Above: Stone carver Sam Bates uses hand-held tools to create incised and bas relief carvings in fine-grained hard stone, which he gathers from all over North America. His work includes wall pieces, small carvings and outdoor sculptures. At top: Collista Bejjani creates functional and decorative pottery. “I love the process,” she wrote, “finding the materials, coming up with an idea, molding and manipulating the clay and then finally giving it up to the kiln gods to either be smiled upon or destroyed.”
Above: Stone carver Sam Bates uses hand-held tools to create incised and bas relief carvings in fine-grained hard stone, which he gathers from all over North America. His work includes wall pieces, small carvings and outdoor sculptures. At top: Collista Bejjani creates functional and decorative pottery. “I love the process,” she wrote, “finding the materials, coming up with an idea, molding and manipulating the clay and then finally giving it up to the kiln gods to either be smiled upon or destroyed.”

In the unsteady business of fine arts and crafts, the Little Spokane River Artist Studio Tour strives for balance.

Saturday’s self-guided tour will span the studios of five artists who live and work near the river. Each will display their own work and host several guest artists.

In inviting participants, artist Hulda Bridgeman said, she and other organizers sought a mix of work, bringing together high-quality pieces at a range of prices.
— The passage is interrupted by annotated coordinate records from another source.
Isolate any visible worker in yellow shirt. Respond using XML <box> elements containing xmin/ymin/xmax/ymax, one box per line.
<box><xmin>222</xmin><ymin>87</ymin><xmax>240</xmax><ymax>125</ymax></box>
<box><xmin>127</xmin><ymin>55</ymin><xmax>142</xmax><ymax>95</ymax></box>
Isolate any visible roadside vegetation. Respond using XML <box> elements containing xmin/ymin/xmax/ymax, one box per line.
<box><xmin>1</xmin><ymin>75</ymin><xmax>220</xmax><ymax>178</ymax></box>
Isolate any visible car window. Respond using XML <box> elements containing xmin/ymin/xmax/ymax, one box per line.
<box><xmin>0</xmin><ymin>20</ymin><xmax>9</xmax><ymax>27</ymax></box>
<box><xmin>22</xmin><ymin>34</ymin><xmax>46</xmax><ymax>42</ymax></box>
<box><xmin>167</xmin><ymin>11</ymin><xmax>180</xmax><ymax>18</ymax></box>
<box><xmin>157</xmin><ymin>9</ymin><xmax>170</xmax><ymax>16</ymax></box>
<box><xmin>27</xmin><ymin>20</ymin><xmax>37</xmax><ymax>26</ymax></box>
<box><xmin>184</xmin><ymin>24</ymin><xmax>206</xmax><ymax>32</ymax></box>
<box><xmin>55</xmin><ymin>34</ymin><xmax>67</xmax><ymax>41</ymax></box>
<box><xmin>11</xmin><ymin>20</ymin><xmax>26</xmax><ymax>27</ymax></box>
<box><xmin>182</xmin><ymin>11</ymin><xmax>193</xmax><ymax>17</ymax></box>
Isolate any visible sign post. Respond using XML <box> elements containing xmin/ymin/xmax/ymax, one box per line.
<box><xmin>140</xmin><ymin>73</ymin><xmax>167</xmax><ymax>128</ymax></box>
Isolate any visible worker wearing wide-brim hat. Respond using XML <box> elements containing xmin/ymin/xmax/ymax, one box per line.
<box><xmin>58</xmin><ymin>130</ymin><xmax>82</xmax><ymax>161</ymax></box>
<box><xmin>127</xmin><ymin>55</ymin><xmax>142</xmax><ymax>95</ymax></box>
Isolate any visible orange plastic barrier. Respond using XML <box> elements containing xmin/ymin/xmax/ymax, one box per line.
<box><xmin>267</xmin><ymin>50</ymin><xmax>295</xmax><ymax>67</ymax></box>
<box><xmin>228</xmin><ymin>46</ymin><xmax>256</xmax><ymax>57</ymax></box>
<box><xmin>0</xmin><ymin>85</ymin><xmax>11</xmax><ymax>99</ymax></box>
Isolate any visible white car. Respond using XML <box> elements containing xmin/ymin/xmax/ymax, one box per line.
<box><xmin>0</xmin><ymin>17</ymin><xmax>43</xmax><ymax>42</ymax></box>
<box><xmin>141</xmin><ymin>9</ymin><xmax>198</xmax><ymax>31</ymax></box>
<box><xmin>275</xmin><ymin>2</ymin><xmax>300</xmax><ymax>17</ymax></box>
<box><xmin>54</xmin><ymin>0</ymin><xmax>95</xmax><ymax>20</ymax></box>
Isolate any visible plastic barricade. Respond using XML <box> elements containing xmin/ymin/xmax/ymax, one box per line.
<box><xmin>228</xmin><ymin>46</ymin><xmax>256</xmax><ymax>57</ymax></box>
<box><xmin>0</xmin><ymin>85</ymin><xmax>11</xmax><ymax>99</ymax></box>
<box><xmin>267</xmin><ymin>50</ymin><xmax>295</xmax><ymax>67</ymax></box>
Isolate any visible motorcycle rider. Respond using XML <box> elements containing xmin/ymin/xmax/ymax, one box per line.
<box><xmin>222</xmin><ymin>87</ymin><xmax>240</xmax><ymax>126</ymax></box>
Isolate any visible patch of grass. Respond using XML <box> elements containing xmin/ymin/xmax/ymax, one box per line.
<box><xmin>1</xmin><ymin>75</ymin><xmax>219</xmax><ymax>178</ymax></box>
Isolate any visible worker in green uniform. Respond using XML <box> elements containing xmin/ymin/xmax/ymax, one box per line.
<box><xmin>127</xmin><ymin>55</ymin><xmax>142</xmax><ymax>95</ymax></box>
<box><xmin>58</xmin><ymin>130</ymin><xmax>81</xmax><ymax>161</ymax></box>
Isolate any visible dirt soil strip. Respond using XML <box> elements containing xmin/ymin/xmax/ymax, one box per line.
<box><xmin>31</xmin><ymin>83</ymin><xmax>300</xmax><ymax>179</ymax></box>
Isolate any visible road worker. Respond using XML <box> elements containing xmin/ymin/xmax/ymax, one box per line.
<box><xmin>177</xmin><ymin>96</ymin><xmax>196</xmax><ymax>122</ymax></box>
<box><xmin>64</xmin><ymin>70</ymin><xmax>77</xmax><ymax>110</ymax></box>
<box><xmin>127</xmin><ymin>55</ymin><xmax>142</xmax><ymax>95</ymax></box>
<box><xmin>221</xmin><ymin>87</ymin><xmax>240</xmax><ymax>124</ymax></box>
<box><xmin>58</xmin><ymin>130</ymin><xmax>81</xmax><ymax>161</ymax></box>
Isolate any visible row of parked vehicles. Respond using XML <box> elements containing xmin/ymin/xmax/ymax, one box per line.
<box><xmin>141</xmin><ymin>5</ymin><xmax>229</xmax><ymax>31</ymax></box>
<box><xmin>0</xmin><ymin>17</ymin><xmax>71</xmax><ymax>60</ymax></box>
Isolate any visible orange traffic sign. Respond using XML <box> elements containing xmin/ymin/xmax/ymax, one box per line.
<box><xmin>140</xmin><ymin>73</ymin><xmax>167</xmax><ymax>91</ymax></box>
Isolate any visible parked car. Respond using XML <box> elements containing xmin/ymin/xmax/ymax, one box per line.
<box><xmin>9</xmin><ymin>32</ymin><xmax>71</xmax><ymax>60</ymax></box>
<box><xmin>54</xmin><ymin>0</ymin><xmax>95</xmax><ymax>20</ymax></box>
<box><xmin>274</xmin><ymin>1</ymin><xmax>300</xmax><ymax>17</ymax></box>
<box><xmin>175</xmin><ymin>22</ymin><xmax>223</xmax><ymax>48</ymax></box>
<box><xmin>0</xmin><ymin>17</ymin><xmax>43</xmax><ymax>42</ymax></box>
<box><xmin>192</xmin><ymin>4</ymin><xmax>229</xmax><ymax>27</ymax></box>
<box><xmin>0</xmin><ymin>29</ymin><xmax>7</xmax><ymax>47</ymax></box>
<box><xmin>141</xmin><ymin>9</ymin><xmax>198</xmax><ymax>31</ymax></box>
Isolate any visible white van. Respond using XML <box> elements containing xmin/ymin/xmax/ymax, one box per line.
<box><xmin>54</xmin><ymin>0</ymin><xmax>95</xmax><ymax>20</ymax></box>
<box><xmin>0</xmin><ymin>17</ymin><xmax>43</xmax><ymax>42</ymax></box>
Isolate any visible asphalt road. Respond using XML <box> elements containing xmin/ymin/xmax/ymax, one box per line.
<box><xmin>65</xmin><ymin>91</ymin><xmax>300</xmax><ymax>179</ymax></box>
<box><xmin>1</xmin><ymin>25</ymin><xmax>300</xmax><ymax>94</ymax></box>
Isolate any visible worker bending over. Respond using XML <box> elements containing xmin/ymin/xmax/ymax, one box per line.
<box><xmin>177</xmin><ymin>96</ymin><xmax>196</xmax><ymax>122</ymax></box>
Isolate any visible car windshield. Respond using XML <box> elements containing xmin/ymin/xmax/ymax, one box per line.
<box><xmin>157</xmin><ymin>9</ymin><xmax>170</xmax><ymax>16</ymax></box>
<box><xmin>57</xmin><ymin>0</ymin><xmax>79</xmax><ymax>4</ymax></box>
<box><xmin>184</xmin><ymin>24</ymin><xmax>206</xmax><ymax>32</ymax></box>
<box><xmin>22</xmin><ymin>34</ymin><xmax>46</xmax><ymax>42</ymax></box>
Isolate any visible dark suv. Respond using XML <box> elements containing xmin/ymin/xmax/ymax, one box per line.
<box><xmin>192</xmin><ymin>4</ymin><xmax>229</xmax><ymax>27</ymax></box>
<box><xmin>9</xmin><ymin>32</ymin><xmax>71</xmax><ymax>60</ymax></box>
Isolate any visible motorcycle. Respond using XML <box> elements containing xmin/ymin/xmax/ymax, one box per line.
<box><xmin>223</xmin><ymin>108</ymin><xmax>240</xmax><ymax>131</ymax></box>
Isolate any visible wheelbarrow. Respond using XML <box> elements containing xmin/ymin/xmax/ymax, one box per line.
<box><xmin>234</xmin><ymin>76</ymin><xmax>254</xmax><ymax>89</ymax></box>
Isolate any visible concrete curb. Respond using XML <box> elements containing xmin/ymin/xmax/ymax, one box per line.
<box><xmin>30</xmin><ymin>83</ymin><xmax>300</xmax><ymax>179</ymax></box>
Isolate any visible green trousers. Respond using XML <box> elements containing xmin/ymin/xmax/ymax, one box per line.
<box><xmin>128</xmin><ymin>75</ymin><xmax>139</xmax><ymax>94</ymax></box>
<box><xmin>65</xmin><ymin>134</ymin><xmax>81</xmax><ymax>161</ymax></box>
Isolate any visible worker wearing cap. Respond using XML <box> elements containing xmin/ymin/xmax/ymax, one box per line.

They sought artists from home and afar, providing a venue for Spokane artists – including photographer Gay Waldman and others well known to local patrons – but also others from the Northwest.

They sought artists working in a variety of media – oil paint, photography, pottery, jewelry. Bridgeman and her husband, Ken, make clothing from hand-dyed and digitally printed silks. Lamp maker Will Richards creates shades using epoxy glass cloth with carbon fiber and other materials, matching them with ceramic bases. Two doll makers will show their work: Patti Osebold uses handmade paper to outfit Japanese figures she sculpts from clay, and Wendy Zupan Bailey draws partly on children’s books and fairy tales to create her fanciful pieces.

In all, 29 artists will show their work in a venue – the river valley – that is an attraction in its own right, Bridgeman said. While some artists will show their work inside the studios, others will set up outdoors amid the fall colors in the artists’ gardens. The studios’ proximity creates an “intimate scale” for the tour, which can be biked or driven, she said.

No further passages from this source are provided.